|
CrewOne,
Can you paste the binlog event on which it chokes (mysql-bin.056373, end_log_pos 217054452, Gtid 0-765-1299574704), and the output of
USE Voorraadbeheer;
|
SHOW CREATE TABLE InklaarPrijs;
|
SHOW CREATE TABLE InklaarLog;
|
SHOW TRIGGERS LIKE 'InklaarPrijs';
|
SHOW TRIGGERS LIKE 'InklaarLog';
|
and also attach your cnf file(s) from master and slave?
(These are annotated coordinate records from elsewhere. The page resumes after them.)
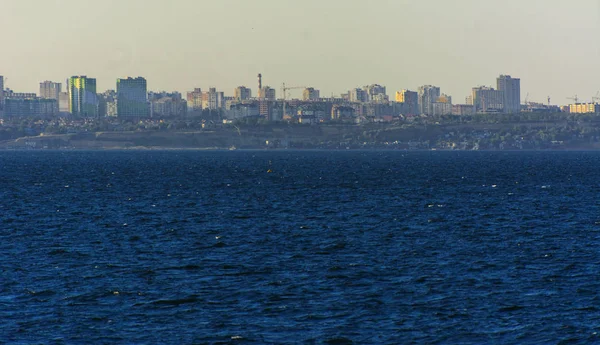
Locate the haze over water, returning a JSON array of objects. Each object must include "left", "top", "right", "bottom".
[{"left": 0, "top": 0, "right": 600, "bottom": 104}]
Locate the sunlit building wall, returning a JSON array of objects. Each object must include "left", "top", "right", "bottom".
[{"left": 69, "top": 76, "right": 98, "bottom": 117}]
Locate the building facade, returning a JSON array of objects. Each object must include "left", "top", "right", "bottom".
[
  {"left": 496, "top": 75, "right": 521, "bottom": 114},
  {"left": 452, "top": 104, "right": 475, "bottom": 116},
  {"left": 471, "top": 86, "right": 504, "bottom": 113},
  {"left": 363, "top": 84, "right": 389, "bottom": 102},
  {"left": 69, "top": 76, "right": 98, "bottom": 117},
  {"left": 418, "top": 85, "right": 440, "bottom": 115},
  {"left": 187, "top": 88, "right": 202, "bottom": 112},
  {"left": 302, "top": 87, "right": 321, "bottom": 101},
  {"left": 348, "top": 88, "right": 369, "bottom": 103},
  {"left": 117, "top": 77, "right": 150, "bottom": 117},
  {"left": 4, "top": 98, "right": 58, "bottom": 117},
  {"left": 258, "top": 86, "right": 277, "bottom": 101},
  {"left": 396, "top": 90, "right": 419, "bottom": 115},
  {"left": 233, "top": 86, "right": 252, "bottom": 101},
  {"left": 202, "top": 87, "right": 225, "bottom": 110},
  {"left": 58, "top": 92, "right": 69, "bottom": 113},
  {"left": 569, "top": 103, "right": 600, "bottom": 114},
  {"left": 40, "top": 81, "right": 62, "bottom": 101},
  {"left": 0, "top": 75, "right": 4, "bottom": 111}
]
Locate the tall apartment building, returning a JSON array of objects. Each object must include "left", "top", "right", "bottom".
[
  {"left": 418, "top": 85, "right": 440, "bottom": 115},
  {"left": 348, "top": 88, "right": 369, "bottom": 103},
  {"left": 58, "top": 92, "right": 69, "bottom": 113},
  {"left": 69, "top": 76, "right": 98, "bottom": 117},
  {"left": 471, "top": 86, "right": 504, "bottom": 113},
  {"left": 258, "top": 86, "right": 277, "bottom": 101},
  {"left": 187, "top": 88, "right": 202, "bottom": 112},
  {"left": 396, "top": 90, "right": 419, "bottom": 115},
  {"left": 0, "top": 75, "right": 4, "bottom": 110},
  {"left": 496, "top": 75, "right": 521, "bottom": 114},
  {"left": 233, "top": 86, "right": 252, "bottom": 101},
  {"left": 117, "top": 77, "right": 150, "bottom": 117},
  {"left": 202, "top": 87, "right": 225, "bottom": 110},
  {"left": 40, "top": 81, "right": 62, "bottom": 101},
  {"left": 363, "top": 84, "right": 387, "bottom": 102},
  {"left": 302, "top": 87, "right": 321, "bottom": 101},
  {"left": 4, "top": 98, "right": 58, "bottom": 117}
]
You said the server would not start again – what happens when it attempts to start? And what happens after you delete the relay logs?
Thanks.
|
|
When I delete the relay logs, the server starts. But obviously the replication does not.
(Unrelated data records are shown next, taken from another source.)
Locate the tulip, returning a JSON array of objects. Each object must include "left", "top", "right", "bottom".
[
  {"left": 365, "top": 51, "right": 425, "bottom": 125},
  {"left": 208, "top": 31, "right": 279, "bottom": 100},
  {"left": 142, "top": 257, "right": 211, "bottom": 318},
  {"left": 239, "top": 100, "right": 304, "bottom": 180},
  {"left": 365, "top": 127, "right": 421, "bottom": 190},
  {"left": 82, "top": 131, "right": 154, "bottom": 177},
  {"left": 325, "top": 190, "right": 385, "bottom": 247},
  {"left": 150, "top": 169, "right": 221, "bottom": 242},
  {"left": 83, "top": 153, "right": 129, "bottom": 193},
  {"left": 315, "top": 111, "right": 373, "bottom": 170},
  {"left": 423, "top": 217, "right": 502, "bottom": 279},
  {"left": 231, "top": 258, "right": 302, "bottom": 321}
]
I can't restart the replication after that because I do not know the correct position. I can restore the backup again and start the replication - but eventually it will crash. (Usually it will run for a while and replicate a bit before it crashes.)
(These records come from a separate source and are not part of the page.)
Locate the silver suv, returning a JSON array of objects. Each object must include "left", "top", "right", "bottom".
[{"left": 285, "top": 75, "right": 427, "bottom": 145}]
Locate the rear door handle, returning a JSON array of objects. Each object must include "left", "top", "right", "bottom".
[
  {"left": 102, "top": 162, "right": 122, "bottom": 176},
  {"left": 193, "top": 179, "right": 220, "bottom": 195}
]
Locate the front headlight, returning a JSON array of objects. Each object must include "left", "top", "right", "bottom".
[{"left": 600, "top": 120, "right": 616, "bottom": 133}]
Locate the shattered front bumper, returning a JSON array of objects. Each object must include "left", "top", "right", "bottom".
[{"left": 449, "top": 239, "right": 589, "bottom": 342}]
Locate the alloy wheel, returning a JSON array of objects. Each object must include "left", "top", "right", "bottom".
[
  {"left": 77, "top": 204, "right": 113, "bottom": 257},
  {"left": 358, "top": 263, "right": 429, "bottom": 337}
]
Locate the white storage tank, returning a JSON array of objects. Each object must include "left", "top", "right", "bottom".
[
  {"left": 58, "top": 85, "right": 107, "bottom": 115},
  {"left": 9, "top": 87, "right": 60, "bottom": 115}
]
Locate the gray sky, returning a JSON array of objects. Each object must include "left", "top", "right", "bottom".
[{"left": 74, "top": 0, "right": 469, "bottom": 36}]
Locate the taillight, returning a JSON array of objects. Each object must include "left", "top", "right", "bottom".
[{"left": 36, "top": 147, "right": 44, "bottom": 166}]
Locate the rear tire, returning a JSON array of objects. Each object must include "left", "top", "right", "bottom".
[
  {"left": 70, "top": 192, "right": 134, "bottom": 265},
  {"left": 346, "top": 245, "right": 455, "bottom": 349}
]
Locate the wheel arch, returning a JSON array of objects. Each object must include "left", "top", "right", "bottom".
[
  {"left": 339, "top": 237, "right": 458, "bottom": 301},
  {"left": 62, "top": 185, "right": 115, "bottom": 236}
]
But this is the second time this happened. Last week we had the exact same situation. This time is the same except with a fresh backup/restore cycle.
I've never managed to get any 10.1 version stable - not as a master and not as a slave (replicating from 10.0.) The idea was to replicate from 10.0 to 10.1 and see how stable 10.1 performs, but so far no luck.
We also tried 10.1 as a master once, but that crashed as well. So we went back to 10.0.
|
|
CREATE TABLE `InklaarPrijs` (
|
`EAN` char(13) NOT NULL,
|
`DT` timestamp(3) NULL DEFAULT NULL,
|
`Listprijs` decimal(7,2) DEFAULT NULL,
|
`Valuta` char(8) DEFAULT NULL,
|
`KortingMP` decimal(5,2) DEFAULT NULL,
|
PRIMARY KEY (`EAN`)
|
) ENGINE=InnoDB DEFAULT CHARSET=utf8
|
|
CREATE TABLE `InklaarLog` (
|
`DT` timestamp(3) NOT NULL DEFAULT CURRENT_TIMESTAMP(3) ON UPDATE CURRENT_TIMESTAMP(3),
|
`EAN` char(13) NOT NULL,
|
`Listprijs` decimal(7,2) DEFAULT NULL,
|
`Valuta` char(8) DEFAULT NULL,
|
`KortingMP` decimal(5,2) DEFAULT NULL,
|
PRIMARY KEY (`DT`,`EAN`)
|
) ENGINE=InnoDB DEFAULT CHARSET=utf8
|
|
Before_Insert_Inkaarlog
|
BEGIN
|
DECLARE kortingmp_ncoi DECIMAL(5,2);
|
IF NEW.KortingMP IS NOT NULL THEN
|
SELECT U.Kortingmp_NCOI INTO kortingmp_ncoi
|
FROM Manpo.Boeken B
|
JOIN Manpo.Uitgevers U USING ( UitgeverID )
|
WHERE B.EAN = NEW.EAN;
|
|
IF kortingmp_ncoi IS NOT NULL AND NEW.KortingMP = kortingmp_ncoi THEN
|
SET NEW.KortingMP = null;
|
END IF;
|
END IF;
|
END
|
|
After_Insert_Inklaarlog
|
BEGIN
|
INSERT INTO Voorraadbeheer.InklaarPrijs ( EAN, DT, Listprijs, Valuta, KortingMP )
|
VALUES ( NEW.EAN, NEW.DT, NEW.Listprijs, NEW.Valuta, NEW.KortingMP )
|
ON DUPLICATE KEY UPDATE DT=VALUES(DT),
|
Listprijs = IFNULL(VALUES(Listprijs), Listprijs),
|
Valuta = IFNULL(VALUES(Valuta), Valuta),
|
KortingMP = IFNULL(VALUES(KortingMP), KortingMP);
|
END
|
|
|
This does not seem to do anything:
mysqlbinlog --stop-position 217054452 mysql-bin.056376 | tail -n 20
|
# at 217040113
|
# at 217041126
|
# at 217042139
|
# at 217043152
|
# at 217044165
|
# at 217045178
|
# at 217046191
|
# at 217047204
|
# at 217048217
|
# at 217049230
|
# at 217050243
|
# at 217051256
|
# at 217052269
|
# at 217053282
|
# at 217054295
|
DELIMITER ;
|
# End of log file
|
ROLLBACK /* added by mysqlbinlog */;
|
/*!50003 SET COMPLETION_TYPE=@OLD_COMPLETION_TYPE*/;
|
/*!50530 SET @@SESSION.PSEUDO_SLAVE_MODE=0*/;
|
|
|
Thanks.
This does not seem to do anything
Just dump the whole log then. Besides, we are more interested in the log 373, that's where the crash happened at the first place. Although, you can dump both (or all four of them).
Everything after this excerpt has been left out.